In 1971, David Marr postulated the area of the brain where this occurs is the CA3 area of the hippocampus.

Hippocampus in red (LIFE SCIENCES DATABASE)

What drew neurosciences’ attention to CA3 is that it’s characterized by neurons that don’t only connect outward, they connect to each other, and those connections allow, in theory, one neuron to excite another. So when the neurons associated with a memory — the beginning of our pattern — fire off, they may also trigger their neighbors that contain related memories and, voilá, the pattern is completed. But this was just a theory, and it required there to be sufficient connections to support all this cross-excitement.

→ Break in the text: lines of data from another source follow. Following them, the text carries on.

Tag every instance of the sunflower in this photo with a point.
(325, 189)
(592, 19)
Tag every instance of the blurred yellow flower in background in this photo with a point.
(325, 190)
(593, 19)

A team of scientists — Segundo Jose Guzman, Alois Schlögl, Michael Frotscher, and Peter Jonas—has just published a study in Science Magazine that examined the number and nature of the connections in a rat’s in-vitro hippocampus to see if CA3 does indeed pack enough connections to behave the way scientists have thought it does. The answers is, no, and also yes, thanks to a surprising twist. Mark Humphries wrote about the study recently in The Spike.

The scientists monitored the activity in individual neurons after attaching tiny glass electrodes to each. They stimulated each to see if caused any other neurons to fire off. After 1,102 tests on various combinations of neurons alone and in groups of up to eight neurons, they found that there were barely any connections at all. What they found was connectivity in less than 1% of the neurons.

The next step was to model a rat’s CA3 area on a computer — with 330,000 virtual neurons — and run a pattern-completion test to see if the small number of connections was enough to account for pattern completion. Nope. Not at all. Hm.

Then they noticed something odd in the connections they had found. Four connection patterns were showing up more frequently than made sense if they were just random occurrences. They were these.

Encountering this head-scratcher, the scientists didn’t know what to make of it, so they returned to their rat-CA3 model, and without adding any new connections, re-wired things a bit so these patterns appeared as frequently as they had in the real rat. They ran pattern-recognition tests again and…yep. There’s something bout these little three-neuron clusters that is allowing pattern completion to happen in the CA3 area of a brain’s hippocampus.

Now they just need to figure out what.